And step 304, the feature extraction network layer respectively extracts the light capture features of the multiple frames of target images to obtain multiple pieces of light capture feature information.
In the embodiment of the invention, after a plurality of frames of target images in the target image group are input into the feature extraction network layer of the pre-trained motion recognition model, the feature extraction network layer can be used for extracting the features of each frame of target image to be used as the light capture feature information.
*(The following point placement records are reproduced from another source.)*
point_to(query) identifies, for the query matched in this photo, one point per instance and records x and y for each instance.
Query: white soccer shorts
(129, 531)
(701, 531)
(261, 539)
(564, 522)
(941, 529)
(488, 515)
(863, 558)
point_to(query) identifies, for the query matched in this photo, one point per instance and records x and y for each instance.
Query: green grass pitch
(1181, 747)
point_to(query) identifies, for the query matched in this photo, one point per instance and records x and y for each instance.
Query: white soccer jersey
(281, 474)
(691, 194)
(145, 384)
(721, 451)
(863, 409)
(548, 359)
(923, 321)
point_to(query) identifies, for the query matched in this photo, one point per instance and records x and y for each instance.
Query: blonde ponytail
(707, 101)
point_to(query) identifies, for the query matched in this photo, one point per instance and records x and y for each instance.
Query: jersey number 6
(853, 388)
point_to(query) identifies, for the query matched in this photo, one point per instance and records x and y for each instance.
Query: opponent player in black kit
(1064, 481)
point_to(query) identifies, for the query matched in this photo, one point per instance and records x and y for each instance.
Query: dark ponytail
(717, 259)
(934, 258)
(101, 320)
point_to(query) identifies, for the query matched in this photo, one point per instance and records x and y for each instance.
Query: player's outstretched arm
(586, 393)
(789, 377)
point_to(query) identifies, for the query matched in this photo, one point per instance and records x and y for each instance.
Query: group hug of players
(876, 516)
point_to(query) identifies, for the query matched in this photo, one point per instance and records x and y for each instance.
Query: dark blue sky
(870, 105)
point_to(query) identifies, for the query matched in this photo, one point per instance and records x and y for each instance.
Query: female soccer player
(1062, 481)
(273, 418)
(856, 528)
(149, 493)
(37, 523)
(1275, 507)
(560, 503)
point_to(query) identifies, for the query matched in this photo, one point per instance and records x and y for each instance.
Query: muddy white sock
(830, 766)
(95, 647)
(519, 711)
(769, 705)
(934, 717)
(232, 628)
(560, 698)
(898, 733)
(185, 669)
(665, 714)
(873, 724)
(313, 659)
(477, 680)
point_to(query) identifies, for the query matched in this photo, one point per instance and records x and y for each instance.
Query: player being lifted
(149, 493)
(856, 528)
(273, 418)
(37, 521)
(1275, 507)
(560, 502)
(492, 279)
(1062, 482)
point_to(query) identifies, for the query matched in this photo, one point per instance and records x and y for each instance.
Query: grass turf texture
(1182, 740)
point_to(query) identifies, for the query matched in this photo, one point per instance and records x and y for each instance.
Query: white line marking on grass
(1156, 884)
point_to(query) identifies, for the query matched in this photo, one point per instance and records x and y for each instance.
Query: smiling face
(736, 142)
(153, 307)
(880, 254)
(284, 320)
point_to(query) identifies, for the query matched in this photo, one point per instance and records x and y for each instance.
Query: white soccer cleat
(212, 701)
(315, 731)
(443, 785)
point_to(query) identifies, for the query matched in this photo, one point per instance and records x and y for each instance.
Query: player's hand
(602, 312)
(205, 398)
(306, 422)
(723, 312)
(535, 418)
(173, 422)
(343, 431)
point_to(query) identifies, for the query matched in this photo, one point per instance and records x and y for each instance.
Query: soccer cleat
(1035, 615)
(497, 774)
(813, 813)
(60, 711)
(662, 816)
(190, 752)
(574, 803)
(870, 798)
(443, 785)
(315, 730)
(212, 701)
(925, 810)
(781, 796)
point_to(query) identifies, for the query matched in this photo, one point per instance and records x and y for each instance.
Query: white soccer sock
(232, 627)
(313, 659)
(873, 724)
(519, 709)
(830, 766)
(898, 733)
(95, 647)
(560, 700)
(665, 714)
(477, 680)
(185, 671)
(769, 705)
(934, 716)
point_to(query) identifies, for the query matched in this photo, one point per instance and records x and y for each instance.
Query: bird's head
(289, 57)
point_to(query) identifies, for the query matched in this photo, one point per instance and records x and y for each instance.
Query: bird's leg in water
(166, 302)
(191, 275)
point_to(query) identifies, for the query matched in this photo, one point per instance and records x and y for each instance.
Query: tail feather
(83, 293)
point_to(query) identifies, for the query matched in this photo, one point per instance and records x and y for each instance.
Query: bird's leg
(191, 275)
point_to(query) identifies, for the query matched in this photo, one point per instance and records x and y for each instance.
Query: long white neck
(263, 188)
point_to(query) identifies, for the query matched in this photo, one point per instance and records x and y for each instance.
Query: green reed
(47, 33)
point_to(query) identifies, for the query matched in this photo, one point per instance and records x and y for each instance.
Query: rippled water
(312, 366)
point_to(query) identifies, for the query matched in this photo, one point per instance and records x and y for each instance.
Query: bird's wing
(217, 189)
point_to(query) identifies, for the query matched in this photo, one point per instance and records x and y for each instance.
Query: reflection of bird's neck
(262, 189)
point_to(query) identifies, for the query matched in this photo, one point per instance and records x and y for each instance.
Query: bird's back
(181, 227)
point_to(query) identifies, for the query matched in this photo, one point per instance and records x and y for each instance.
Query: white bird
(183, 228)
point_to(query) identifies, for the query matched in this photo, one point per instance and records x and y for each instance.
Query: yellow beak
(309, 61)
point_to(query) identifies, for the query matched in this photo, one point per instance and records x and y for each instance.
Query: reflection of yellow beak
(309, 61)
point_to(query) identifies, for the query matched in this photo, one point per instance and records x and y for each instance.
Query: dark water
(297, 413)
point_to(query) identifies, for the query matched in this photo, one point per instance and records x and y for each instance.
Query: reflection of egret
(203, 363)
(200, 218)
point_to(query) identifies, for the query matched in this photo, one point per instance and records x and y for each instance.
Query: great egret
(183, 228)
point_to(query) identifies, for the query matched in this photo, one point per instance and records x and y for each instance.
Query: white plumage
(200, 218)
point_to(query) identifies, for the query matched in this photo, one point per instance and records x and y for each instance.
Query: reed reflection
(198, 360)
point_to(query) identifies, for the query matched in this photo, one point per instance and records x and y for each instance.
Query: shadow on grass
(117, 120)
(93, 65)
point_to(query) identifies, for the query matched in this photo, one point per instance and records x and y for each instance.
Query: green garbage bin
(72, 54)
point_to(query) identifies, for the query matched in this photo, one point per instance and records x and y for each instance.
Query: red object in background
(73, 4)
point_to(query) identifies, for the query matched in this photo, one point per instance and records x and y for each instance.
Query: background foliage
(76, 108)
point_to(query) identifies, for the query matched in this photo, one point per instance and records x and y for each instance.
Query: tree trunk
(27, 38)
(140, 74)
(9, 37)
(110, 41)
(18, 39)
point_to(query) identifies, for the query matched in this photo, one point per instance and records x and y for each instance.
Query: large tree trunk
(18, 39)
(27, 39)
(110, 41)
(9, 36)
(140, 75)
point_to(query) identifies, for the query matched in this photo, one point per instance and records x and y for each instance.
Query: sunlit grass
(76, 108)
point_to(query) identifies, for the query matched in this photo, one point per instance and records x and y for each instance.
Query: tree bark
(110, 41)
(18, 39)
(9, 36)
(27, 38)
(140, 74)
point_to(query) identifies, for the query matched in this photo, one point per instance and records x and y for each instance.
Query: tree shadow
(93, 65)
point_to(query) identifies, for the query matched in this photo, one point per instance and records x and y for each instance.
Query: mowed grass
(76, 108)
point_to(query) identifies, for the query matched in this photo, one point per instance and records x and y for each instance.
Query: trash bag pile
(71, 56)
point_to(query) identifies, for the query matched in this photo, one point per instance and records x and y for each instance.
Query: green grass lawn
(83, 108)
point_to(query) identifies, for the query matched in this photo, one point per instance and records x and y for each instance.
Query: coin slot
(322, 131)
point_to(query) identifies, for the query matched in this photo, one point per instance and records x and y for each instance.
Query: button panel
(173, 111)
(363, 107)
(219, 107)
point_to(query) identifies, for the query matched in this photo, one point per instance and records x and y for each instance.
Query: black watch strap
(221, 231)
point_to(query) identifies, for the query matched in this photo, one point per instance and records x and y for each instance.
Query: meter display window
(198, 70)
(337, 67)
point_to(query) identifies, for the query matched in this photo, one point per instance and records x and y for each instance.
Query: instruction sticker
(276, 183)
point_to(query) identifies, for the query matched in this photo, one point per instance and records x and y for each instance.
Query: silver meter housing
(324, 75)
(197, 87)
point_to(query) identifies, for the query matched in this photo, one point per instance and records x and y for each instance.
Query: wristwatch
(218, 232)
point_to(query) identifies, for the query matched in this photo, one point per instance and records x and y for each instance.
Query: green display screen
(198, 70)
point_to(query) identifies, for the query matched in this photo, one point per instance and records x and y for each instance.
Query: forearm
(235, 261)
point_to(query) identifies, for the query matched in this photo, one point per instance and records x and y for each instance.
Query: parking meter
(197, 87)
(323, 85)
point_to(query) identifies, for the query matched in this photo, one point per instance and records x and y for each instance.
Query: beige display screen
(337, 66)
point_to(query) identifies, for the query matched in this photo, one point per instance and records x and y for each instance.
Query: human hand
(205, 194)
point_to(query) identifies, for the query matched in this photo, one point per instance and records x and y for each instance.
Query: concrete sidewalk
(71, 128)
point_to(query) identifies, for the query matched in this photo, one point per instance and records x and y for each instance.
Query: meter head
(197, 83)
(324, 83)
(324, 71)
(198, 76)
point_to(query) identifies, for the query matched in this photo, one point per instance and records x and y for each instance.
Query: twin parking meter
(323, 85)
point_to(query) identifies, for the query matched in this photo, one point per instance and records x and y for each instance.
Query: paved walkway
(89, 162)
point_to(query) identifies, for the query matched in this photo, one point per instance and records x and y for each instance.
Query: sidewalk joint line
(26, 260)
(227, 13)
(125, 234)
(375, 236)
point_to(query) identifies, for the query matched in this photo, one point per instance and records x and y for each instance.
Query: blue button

And, the extracted light capture characteristic information is a multi-dimensional vector.
For example, if the target image group includes 5 target images, and the 5 target images are respectively the t-2 frame infrared image, the t-1 frame infrared image, the t +1 frame infrared image and the t +2 frame infrared image in the multiple continuous infrared images collected by the infrared camera, the w × h × 1 dimensional pixel matrix of each target image can be input into the feature extraction network layer, and the light capture features of the 5 target images are respectively It-2、It-1、It、It+1And It+2. And the extracted light capture features are all preset vectors with s dimension, and s is not equal to 0. Wherein w is the number of horizontal pixel points of the pixel matrix of the target image, and w is the number of vertical pixel points of the pixel matrix of the target image.
And 305, the difference characteristic calculation layer calculates the difference value of the light capture characteristics of two adjacent target images in the target image group according to the light capture characteristic information to obtain a plurality of difference characteristic information.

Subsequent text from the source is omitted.